Abstract

Epicenters determined for instrumentally observed earthquakes occurring around the turn of the century have figured prominently in estimates of seismic hazard along the Alaska-Aleutian Arc. Unfortunately, because of poor timing control and a sparse station distribution, the locations quoted in the older catalogs can be very unreliable. More reliable epicenter estimates and quantitative assessments of the errors associated with these estimates are needed to address issues related to seismic hazard. Seventeen earthquakes with surface-wave magnitudes above 6.8 that were recorded between 1898 and 1917 are relocated using a modified least-squares criterion. Epicentral estimates are determined using P, S, and S-P arrival times with the a priori constraint that the final location must be near the geographically defined arc. Although epicenters determined using a standard least-squares criterion can be located up to 800 km from the arc, the arc-proximity constraint provides tectonically more meaningful locations, which to a high degree of confidence fit the travel-time observations as well as the unconstrained locations.
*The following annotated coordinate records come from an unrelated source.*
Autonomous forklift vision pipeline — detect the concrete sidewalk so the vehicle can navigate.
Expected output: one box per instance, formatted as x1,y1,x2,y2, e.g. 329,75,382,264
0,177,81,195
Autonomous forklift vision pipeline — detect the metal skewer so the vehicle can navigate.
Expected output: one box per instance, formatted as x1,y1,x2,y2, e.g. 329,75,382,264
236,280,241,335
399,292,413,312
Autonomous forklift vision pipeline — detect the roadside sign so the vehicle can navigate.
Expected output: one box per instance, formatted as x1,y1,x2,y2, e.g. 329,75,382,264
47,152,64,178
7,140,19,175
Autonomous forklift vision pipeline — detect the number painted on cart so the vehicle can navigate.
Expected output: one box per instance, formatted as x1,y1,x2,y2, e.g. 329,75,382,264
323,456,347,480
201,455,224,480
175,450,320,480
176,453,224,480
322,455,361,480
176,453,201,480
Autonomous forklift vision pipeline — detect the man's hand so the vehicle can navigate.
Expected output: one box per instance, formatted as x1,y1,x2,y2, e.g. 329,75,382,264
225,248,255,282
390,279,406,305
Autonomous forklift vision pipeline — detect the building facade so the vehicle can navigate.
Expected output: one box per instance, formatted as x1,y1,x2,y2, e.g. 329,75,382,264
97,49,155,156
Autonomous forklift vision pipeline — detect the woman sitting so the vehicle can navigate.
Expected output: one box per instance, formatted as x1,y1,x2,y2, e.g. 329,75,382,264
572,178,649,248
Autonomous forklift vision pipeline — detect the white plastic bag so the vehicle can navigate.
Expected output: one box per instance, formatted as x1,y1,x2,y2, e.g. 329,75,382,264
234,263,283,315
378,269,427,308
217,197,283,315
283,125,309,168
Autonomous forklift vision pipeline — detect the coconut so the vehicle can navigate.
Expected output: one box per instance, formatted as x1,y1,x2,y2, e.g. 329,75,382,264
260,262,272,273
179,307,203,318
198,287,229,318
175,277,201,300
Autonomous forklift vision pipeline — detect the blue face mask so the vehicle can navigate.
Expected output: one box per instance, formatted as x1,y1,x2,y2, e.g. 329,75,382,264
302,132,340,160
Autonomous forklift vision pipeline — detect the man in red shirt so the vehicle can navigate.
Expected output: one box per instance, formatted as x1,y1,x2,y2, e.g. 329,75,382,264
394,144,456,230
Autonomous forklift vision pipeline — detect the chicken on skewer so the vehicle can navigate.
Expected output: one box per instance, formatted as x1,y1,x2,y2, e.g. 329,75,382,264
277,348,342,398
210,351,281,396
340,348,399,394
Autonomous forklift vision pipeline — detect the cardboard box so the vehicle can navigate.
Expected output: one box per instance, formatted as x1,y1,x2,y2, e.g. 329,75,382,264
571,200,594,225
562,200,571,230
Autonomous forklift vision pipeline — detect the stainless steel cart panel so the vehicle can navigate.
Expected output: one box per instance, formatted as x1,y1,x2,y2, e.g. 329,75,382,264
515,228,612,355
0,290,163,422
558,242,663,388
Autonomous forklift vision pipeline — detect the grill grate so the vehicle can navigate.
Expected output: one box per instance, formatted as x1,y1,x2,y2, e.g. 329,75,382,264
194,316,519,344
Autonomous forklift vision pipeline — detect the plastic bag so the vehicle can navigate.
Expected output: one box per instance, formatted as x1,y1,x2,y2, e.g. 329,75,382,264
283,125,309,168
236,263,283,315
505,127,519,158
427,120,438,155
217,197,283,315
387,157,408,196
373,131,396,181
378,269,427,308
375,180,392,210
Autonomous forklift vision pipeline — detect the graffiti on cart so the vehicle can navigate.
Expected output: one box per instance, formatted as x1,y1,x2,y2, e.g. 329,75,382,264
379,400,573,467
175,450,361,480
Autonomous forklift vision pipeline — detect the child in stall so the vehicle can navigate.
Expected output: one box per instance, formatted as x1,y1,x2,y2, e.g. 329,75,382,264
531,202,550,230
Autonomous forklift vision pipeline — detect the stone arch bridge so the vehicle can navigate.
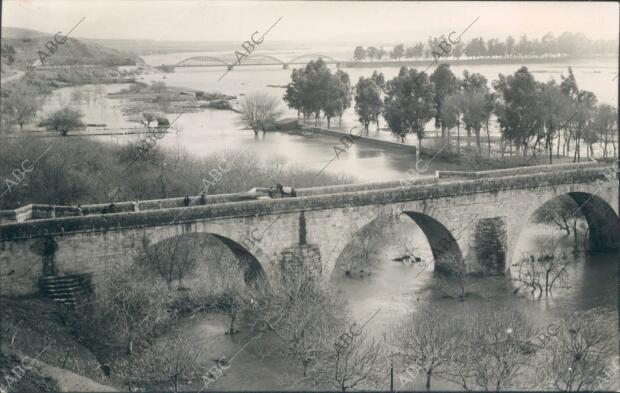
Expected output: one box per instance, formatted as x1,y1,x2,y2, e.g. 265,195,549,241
0,162,618,295
174,54,345,70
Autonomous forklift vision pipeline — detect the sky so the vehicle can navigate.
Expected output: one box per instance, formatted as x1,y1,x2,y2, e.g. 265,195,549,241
2,0,620,45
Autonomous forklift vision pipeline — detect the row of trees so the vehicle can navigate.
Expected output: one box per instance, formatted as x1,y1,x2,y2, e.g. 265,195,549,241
391,305,613,391
353,32,618,61
355,64,617,163
284,59,351,127
0,79,84,135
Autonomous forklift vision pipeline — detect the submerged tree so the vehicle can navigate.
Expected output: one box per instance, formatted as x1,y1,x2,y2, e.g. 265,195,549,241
140,329,206,393
137,236,206,289
533,195,584,248
512,240,570,299
239,93,282,135
537,308,617,392
39,108,84,136
390,306,459,390
383,67,436,147
441,305,534,391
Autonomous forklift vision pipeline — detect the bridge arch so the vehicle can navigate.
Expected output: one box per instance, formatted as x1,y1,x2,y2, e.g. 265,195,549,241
287,53,338,64
506,187,620,271
145,222,278,282
243,55,284,65
325,206,465,280
174,56,230,67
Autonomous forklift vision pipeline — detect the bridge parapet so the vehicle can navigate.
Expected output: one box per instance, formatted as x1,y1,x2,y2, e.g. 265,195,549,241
435,161,609,179
297,176,438,197
0,168,606,241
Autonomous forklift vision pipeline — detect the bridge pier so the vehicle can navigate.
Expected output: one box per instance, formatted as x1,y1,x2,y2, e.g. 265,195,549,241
468,217,508,276
569,192,620,251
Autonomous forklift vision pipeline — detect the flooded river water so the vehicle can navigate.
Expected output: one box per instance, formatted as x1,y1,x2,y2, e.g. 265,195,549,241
37,53,618,390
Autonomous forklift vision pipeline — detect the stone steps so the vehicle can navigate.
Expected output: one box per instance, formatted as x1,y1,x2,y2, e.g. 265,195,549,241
39,273,92,307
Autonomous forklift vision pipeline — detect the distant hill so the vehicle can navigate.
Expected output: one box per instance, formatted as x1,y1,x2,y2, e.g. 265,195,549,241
2,27,49,40
0,27,142,75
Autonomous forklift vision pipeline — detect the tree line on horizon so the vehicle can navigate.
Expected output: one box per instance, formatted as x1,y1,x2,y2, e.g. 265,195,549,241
353,32,618,61
284,59,617,163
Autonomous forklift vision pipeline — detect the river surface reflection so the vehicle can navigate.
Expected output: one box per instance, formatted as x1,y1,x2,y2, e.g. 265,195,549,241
37,54,618,390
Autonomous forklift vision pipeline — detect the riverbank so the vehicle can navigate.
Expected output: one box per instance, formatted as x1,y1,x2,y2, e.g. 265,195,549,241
338,55,616,68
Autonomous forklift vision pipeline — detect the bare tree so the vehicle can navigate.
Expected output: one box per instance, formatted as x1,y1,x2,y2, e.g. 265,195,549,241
239,93,282,135
537,308,618,392
512,239,570,299
391,306,458,390
137,236,206,289
316,332,387,392
79,268,172,355
141,330,206,393
534,195,583,241
441,305,534,391
254,274,344,377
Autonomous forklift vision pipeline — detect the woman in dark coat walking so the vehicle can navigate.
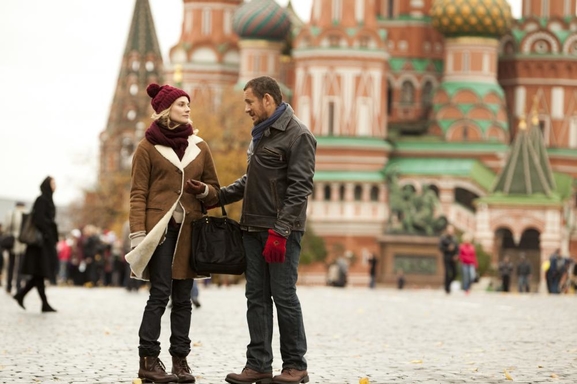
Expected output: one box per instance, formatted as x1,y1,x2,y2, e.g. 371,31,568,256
14,176,58,312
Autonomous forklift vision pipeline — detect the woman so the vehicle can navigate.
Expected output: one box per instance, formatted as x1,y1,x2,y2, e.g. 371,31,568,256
14,176,58,312
126,84,220,383
459,233,478,294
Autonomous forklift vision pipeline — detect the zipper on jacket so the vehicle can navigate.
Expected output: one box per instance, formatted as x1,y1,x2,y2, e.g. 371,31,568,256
270,180,280,219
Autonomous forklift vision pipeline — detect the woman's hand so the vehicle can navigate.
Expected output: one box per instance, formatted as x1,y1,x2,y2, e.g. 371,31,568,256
184,179,206,195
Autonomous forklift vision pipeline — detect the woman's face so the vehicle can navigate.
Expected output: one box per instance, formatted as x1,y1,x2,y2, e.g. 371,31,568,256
168,96,190,125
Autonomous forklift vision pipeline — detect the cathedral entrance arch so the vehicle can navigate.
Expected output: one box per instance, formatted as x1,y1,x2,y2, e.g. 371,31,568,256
494,227,541,291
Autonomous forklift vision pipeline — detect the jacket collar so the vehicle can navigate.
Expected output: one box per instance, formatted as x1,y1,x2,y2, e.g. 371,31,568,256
270,103,295,131
154,136,204,170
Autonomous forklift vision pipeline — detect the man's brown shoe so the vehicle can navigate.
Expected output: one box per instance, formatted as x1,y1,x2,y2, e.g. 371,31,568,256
172,356,196,383
138,356,178,383
225,367,272,384
272,368,309,384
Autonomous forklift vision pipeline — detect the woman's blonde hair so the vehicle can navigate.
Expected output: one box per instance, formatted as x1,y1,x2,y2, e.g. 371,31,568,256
461,232,473,243
150,103,192,129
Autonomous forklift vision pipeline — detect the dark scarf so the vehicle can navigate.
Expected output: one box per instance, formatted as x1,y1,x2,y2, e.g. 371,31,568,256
40,176,56,219
250,102,288,145
144,121,192,160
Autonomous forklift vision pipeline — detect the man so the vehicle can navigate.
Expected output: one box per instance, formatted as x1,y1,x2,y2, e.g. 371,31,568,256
369,253,377,289
4,201,26,293
499,255,513,292
517,253,532,293
439,225,459,294
219,76,316,384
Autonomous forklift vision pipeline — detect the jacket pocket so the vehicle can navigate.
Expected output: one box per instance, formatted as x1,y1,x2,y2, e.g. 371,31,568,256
253,147,286,169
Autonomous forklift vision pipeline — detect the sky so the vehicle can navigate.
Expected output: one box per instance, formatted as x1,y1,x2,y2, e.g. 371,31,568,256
0,0,521,205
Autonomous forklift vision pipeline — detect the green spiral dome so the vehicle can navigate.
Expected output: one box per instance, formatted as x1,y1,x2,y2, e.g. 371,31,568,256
431,0,513,37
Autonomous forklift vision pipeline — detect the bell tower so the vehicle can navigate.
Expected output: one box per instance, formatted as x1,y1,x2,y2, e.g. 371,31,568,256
98,0,163,182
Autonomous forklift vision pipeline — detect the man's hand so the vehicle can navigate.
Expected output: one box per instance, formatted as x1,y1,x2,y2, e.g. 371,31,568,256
262,229,286,263
184,179,206,195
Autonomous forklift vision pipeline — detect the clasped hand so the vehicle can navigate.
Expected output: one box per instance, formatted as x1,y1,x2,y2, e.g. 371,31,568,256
184,179,206,195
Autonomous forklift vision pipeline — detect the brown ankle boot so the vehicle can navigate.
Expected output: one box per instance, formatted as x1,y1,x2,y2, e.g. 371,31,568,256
138,356,178,383
272,368,309,384
172,356,196,383
225,367,272,384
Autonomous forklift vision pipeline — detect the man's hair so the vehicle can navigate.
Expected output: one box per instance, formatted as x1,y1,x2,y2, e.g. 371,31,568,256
243,76,282,106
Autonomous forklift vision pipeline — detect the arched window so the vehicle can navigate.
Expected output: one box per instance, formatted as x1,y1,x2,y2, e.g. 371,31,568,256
421,80,433,111
401,80,415,104
339,185,345,201
323,185,331,201
355,185,363,201
387,80,393,116
371,185,379,201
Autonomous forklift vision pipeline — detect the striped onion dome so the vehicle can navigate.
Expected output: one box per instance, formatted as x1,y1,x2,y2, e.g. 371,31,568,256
431,0,512,37
232,0,291,41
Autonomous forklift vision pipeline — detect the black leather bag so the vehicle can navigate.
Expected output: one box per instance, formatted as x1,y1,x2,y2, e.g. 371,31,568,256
18,213,44,247
190,204,246,275
0,235,16,250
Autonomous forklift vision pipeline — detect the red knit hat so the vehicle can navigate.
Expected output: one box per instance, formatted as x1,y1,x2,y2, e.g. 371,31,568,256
146,83,190,113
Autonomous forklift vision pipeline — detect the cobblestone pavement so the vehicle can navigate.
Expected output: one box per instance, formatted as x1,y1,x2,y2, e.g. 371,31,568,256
0,285,577,384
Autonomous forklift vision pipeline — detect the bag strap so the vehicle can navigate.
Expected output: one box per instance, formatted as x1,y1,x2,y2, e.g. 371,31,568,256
200,201,227,217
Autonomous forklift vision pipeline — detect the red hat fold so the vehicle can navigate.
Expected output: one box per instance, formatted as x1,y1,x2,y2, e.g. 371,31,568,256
146,83,190,113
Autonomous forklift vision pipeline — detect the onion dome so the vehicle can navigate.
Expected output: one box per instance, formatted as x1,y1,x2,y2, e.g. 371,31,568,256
431,0,512,38
232,0,291,41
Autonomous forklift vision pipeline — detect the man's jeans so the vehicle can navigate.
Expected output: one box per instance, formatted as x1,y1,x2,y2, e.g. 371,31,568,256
138,227,193,357
461,264,476,291
518,275,531,292
243,231,307,372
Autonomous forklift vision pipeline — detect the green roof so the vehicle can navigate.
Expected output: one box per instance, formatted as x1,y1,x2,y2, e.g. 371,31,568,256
475,193,563,206
314,171,385,183
393,136,509,153
439,81,505,100
385,157,495,191
316,136,392,150
389,57,443,73
492,120,556,196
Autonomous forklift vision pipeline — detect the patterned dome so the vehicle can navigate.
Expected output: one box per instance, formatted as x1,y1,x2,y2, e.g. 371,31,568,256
431,0,512,37
232,0,291,41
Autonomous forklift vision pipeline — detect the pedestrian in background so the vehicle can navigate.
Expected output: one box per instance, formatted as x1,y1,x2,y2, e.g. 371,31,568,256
56,232,72,284
369,253,377,289
459,233,478,294
126,84,220,383
499,255,513,292
439,225,459,294
14,176,58,312
0,201,26,294
517,252,532,293
546,249,565,293
219,76,316,384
Epicentral shifts of up to 1,200 km are observed between the relocations and those reported in the earlier catalogs. Seventy-five per cent confidence bounds on the along-arc location of each event vary from 30 to 400 km. Several large events (Ms > 6.9) occurred within or near the rupture zone of the 1965 Rat Islands earthquake and may indicate that this zone failed in a sequence of events around the turn of the century. Of the four events previously suggested as being possible candidates for rupturing either the Shumagin or Unalaska Seismic Gaps, none relocate near these arc segments. The relocation of a large (Ms = 7.9) earthquake which occurred in 1917 within the Shumagin Islands region, however, provides the first strong evidence of largescale seismic moment release within this intensely studied seismic gap.